# Preprocessing Raw Mass Spectrometry Data

This example shows how to improve the quality of raw mass spectrometry data. In particular, this example illustrates the typical steps for preprocesssing protein surface-enhanced laser desorption/ionization-time of flight mass spectra (SELDI-TOF).

## Contents

## Loading the Data

Mass spectrometry data can be stored in different formats. If the data is stored in text files with two columns (the mass/charge (M/Z) ratios and the corresponding intensity values), you can use one of the following MATLAB® I/O functions: `importdata`, `dlmread`, or `textscan`. Alternatively, if the data is stored in JCAMP-DX formatted files, you can use the function `jcampread`. If the data is contained in a spreadsheet of an Excel® workbook, you can use the function `xlsread`.If the data is stored in mzXML formatted files, you can use the function `mzxmlread`, and finally, if the data is stored in SPC formatted files, you can use `tgspcread`.

This example uses spectrograms taken from one of the low-resolution ovarian cancer NCI/FDA data sets. These spectra were generated using the WCX2 protein-binding chip, two with manual sample handling and two with a robotic sample dispenser/processor. The data can be downloaded from FDA-NCI Clinical Proteomics Program Databank.

```
sample = importdata('mspec01.csv')
```

sample = struct with fields: data: [15154x2 double] textdata: {'M/Z' 'Intensity'} colheaders: {'M/Z' 'Intensity'}

The M/Z ratios are in the first column of the `data` field and the ion intensities are in the second.

MZ = sample.data(:,1); Y = sample.data(:,2);

For better manipulation of the data, you can load multiple spectrograms and concatenate them into a single matrix. Use the `dlmread` function to read comma separated value files. Note: This example assumes that the M/Z ratios are the same for the four files. For data sets with different M/Z ratios, use `msresample` to create a uniform M/Z vector.

files = {'mspec01.csv','mspec02.csv','mspec03.csv','mspec04.csv'}; for i = 1:4 Y(:,i) = dlmread(files{i},',',1,1); % skips the first row (header) end

Use the `plot` command to inspect the loaded spectrograms.

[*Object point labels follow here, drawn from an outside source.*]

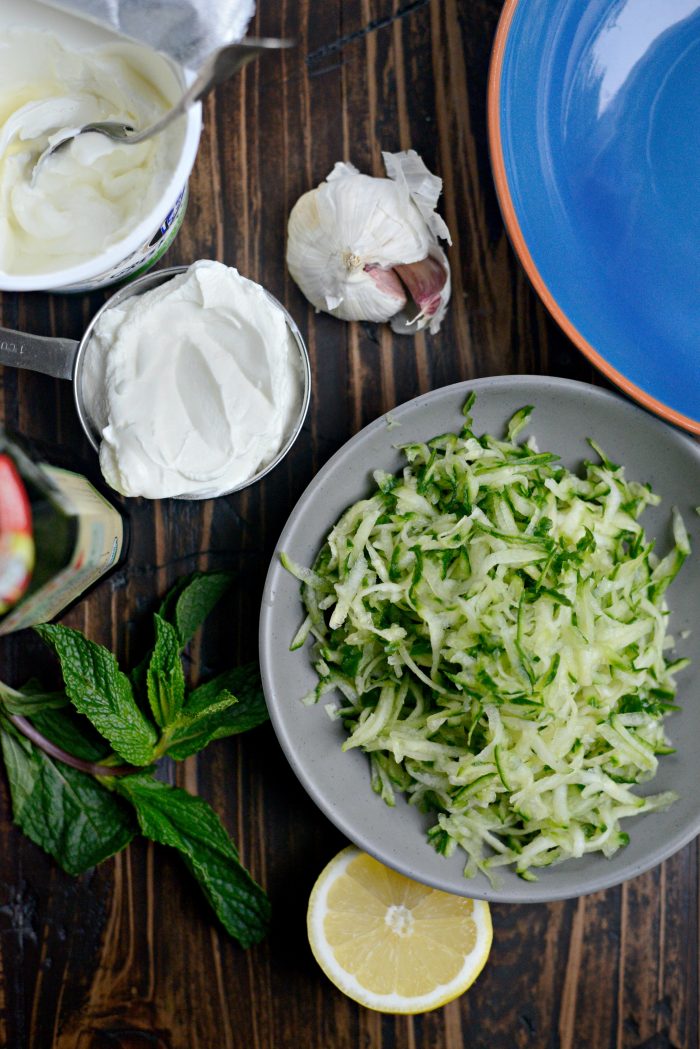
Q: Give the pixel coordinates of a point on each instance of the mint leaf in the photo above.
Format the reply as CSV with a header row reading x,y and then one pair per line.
x,y
231,703
98,689
173,817
17,753
66,812
29,699
71,732
165,679
189,603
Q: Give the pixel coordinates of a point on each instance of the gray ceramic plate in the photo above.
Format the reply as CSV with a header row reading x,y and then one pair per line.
x,y
566,413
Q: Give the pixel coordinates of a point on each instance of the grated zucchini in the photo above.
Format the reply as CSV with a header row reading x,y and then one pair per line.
x,y
496,627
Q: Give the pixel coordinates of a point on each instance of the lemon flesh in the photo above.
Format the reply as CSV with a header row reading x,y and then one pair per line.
x,y
390,943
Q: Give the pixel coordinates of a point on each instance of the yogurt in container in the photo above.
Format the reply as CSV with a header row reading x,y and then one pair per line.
x,y
98,211
196,387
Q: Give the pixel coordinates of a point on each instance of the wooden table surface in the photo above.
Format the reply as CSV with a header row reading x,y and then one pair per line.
x,y
129,956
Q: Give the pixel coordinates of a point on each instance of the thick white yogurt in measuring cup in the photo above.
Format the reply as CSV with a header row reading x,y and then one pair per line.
x,y
194,385
92,193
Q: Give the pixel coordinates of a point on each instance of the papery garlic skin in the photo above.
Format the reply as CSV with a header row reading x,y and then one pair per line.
x,y
346,236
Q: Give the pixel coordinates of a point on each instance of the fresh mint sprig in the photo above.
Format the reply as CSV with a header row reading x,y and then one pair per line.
x,y
105,718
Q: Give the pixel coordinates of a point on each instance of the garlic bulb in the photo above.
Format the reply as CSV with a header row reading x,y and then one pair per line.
x,y
367,249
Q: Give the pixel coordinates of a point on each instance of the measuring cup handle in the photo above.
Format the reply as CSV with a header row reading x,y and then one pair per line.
x,y
51,357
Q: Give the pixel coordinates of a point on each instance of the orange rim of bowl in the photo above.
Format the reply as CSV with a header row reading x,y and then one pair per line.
x,y
522,250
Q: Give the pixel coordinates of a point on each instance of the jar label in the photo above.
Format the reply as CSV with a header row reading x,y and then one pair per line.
x,y
98,548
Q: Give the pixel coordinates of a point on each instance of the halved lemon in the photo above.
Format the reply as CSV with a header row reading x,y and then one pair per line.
x,y
390,943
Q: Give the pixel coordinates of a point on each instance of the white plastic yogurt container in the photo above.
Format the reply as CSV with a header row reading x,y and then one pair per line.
x,y
156,227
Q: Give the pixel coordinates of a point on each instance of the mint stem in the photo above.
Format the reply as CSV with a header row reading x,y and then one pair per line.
x,y
24,726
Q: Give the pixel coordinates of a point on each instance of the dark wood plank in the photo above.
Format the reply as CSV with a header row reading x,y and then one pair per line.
x,y
129,956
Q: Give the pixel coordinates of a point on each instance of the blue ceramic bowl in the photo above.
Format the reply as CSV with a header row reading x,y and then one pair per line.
x,y
594,118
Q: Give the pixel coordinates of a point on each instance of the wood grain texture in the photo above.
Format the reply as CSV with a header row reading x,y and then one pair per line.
x,y
128,956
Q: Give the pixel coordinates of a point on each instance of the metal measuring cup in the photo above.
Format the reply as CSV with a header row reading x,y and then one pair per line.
x,y
65,359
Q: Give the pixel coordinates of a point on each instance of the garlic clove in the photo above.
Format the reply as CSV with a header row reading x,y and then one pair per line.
x,y
429,285
348,238
388,281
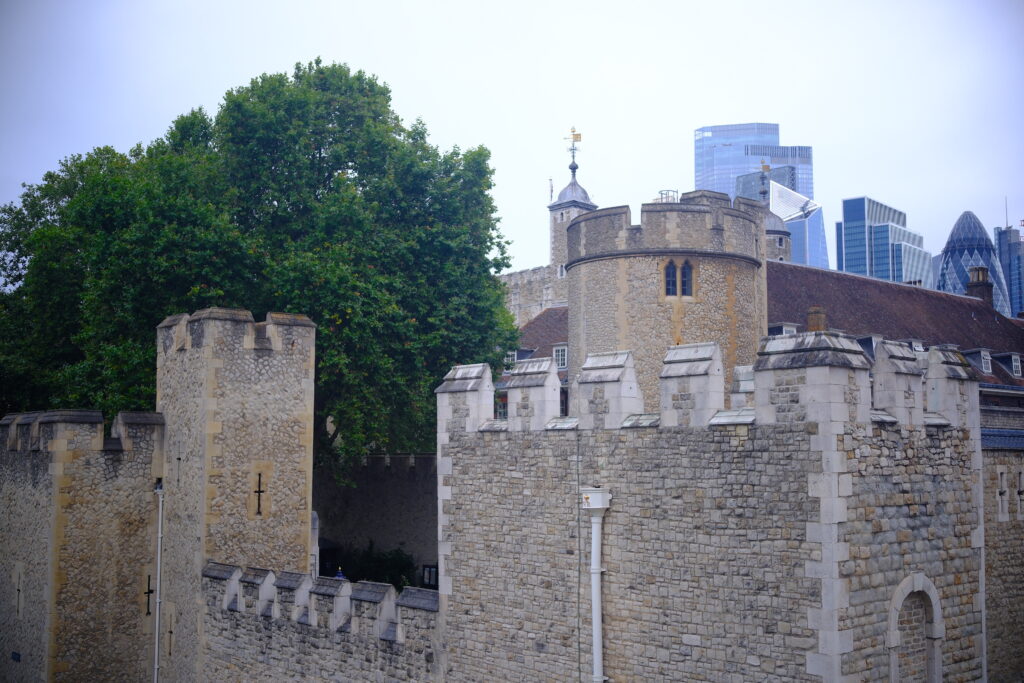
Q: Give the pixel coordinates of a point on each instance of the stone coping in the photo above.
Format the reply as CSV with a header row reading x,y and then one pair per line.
x,y
254,575
419,598
219,570
368,591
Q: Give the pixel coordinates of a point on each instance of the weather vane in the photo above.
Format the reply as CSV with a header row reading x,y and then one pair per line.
x,y
573,137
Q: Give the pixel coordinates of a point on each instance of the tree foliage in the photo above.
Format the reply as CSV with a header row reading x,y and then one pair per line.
x,y
305,194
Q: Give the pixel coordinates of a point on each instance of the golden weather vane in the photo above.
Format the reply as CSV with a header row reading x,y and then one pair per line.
x,y
573,137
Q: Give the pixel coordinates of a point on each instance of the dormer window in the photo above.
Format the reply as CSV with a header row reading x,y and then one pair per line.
x,y
678,282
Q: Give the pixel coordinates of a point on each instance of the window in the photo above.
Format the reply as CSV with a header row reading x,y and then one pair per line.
x,y
1003,504
671,288
1020,496
686,278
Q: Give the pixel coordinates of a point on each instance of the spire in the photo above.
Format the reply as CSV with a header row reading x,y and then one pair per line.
x,y
573,193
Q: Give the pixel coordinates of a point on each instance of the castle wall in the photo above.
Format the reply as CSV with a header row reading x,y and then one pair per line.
x,y
238,398
392,502
529,292
1004,560
83,560
799,548
27,537
616,284
317,630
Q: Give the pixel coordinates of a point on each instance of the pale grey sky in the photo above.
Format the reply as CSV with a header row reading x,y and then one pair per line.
x,y
916,103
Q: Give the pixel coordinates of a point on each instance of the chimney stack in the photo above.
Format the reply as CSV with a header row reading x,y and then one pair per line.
x,y
980,287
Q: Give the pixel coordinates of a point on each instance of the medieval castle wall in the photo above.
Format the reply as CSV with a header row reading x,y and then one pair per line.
x,y
616,282
1004,485
798,546
76,604
238,399
390,500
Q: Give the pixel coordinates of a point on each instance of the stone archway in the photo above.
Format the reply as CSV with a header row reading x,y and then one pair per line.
x,y
915,632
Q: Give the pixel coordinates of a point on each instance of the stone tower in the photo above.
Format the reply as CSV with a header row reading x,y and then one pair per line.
x,y
691,271
238,400
571,202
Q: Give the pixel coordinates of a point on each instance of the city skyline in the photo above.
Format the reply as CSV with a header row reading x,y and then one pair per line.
x,y
118,73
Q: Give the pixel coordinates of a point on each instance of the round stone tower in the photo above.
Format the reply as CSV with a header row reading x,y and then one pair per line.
x,y
691,271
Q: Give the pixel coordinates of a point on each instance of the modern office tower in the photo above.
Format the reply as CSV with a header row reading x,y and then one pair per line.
x,y
1011,252
802,216
969,246
721,154
751,184
872,240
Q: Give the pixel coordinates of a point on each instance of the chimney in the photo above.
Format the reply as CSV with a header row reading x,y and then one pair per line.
x,y
816,319
980,287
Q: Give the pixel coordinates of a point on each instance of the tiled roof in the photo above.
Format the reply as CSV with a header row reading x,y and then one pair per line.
x,y
861,305
549,328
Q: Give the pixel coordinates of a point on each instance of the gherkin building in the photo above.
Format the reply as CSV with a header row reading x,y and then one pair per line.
x,y
969,245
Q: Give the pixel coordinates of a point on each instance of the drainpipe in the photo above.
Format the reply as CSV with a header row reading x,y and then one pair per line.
x,y
596,502
159,489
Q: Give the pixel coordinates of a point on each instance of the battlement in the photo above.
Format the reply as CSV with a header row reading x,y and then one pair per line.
x,y
810,377
700,222
363,621
81,431
210,326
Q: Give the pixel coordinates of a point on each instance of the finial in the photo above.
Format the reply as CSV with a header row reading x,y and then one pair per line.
x,y
573,137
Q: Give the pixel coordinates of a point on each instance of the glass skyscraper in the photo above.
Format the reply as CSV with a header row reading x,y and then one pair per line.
x,y
1011,252
969,246
872,240
721,154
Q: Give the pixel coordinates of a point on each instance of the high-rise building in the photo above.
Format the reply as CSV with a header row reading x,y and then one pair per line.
x,y
752,184
872,240
802,215
969,246
721,154
1011,252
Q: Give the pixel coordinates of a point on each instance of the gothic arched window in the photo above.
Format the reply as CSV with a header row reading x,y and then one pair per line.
x,y
671,288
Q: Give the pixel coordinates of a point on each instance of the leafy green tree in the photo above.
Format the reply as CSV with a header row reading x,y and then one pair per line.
x,y
305,194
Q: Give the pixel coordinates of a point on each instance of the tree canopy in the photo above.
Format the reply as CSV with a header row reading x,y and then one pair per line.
x,y
305,194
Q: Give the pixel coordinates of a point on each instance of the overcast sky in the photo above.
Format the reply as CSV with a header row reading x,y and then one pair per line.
x,y
918,104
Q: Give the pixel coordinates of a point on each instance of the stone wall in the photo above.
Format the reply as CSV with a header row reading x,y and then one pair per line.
x,y
390,502
529,292
81,567
616,286
1004,562
238,398
293,627
781,550
27,538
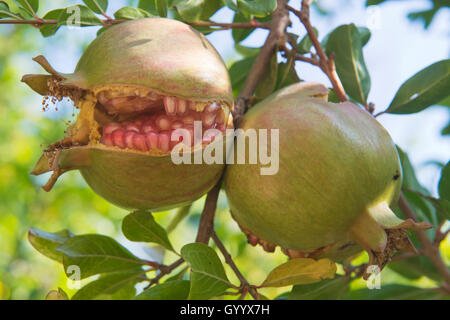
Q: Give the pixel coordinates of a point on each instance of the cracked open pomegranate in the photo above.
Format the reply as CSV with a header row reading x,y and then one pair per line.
x,y
136,84
338,175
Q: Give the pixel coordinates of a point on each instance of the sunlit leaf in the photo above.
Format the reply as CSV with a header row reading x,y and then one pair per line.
x,y
426,88
237,33
257,8
141,226
268,80
93,254
172,290
331,289
46,242
59,294
50,29
189,10
395,292
286,74
246,51
78,16
208,278
30,6
444,183
373,2
365,34
129,13
161,6
149,6
300,271
98,6
304,46
108,284
346,43
5,12
231,4
238,72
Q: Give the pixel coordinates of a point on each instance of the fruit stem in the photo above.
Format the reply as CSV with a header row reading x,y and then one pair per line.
x,y
367,232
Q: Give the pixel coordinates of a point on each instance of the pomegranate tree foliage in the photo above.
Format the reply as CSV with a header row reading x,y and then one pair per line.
x,y
195,270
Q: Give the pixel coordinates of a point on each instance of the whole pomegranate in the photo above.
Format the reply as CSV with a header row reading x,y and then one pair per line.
x,y
135,84
339,173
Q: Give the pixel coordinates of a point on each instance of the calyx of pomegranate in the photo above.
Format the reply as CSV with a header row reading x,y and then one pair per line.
x,y
339,173
141,87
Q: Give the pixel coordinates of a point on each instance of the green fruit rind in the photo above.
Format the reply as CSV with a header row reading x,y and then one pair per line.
x,y
140,53
338,173
152,56
138,183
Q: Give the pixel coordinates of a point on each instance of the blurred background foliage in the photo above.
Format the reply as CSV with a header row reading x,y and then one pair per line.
x,y
25,129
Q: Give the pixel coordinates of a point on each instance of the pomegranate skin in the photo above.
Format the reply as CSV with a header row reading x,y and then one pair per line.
x,y
136,69
335,163
165,55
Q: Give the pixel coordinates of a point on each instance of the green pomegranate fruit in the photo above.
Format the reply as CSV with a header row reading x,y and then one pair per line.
x,y
339,173
136,84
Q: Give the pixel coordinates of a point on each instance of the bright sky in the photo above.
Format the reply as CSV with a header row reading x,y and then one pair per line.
x,y
397,49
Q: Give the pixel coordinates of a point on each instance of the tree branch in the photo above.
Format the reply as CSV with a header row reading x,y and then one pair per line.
x,y
245,286
206,226
280,21
278,25
428,249
325,63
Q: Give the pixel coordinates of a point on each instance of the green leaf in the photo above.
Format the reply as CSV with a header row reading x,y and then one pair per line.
x,y
257,8
109,284
149,6
50,29
444,183
304,46
5,12
286,74
346,43
237,33
373,2
423,209
210,8
445,102
395,292
129,13
46,242
365,34
231,4
30,6
427,87
80,16
98,6
94,254
442,205
415,268
59,294
172,290
300,271
140,226
189,10
268,81
332,289
238,72
446,130
161,5
246,51
208,278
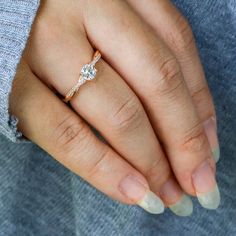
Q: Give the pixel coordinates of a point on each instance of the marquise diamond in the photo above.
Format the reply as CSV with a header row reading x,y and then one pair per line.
x,y
88,72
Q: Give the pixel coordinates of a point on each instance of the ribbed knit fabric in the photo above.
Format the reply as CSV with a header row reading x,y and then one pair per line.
x,y
16,17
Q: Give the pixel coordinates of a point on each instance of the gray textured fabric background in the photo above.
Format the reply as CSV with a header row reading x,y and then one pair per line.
x,y
40,197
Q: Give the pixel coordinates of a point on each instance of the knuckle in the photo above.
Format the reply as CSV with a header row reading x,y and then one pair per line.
x,y
98,167
128,115
182,37
169,77
70,133
201,94
195,140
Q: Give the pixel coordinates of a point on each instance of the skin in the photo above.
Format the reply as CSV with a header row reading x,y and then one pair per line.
x,y
150,81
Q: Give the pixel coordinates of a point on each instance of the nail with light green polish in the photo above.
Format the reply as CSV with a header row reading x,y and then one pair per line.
x,y
206,186
210,200
152,203
137,191
216,154
184,207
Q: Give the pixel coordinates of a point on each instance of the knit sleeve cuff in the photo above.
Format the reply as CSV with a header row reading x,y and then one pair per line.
x,y
16,18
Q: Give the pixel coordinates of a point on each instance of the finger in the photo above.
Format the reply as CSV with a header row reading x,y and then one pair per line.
x,y
174,29
45,120
109,105
154,74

plot(MZ,Y) axis([0 20000 -20 105]) xlabel('Mass/Charge (M/Z)') ylabel('Relative Intensity') title('Four Low-Resolution Mass Spectrometry Examples')

## Resampling the Spectra

Resampling mass spectrometry data has several advantages. It homogenizes the mass/charge (M/Z) vector, allowing you to compare different spectra under the same reference and at the same resolution. In high-resolution data sets, the large size of the files leads to computationally intensive algorithms. However, high-resolution spectra can be redundant. By resampling, you can decimate the signal into a more manageable M/Z vector, preserving the information content of the spectra. The `msresample` function allows you to select a new M/Z vector and also applies an antialias filter that prevents high-frequency noise from folding into lower frequencies.

Load a high-resolution spectrum taken from the high-resolution ovarian cancer NCI/FDA data set. For convenience, the spectrum is included in a MAT-formatted file.

```
load sample_hi_res
numel(MZ_hi_res)
```

ans = 355760

Down-sample the spectra to 10,000 M/Z points between 2,000 and 11,000. Use the `SHOWPLOT` property to create a customized plot that lets you follow and assess the quality of the preprocessing action.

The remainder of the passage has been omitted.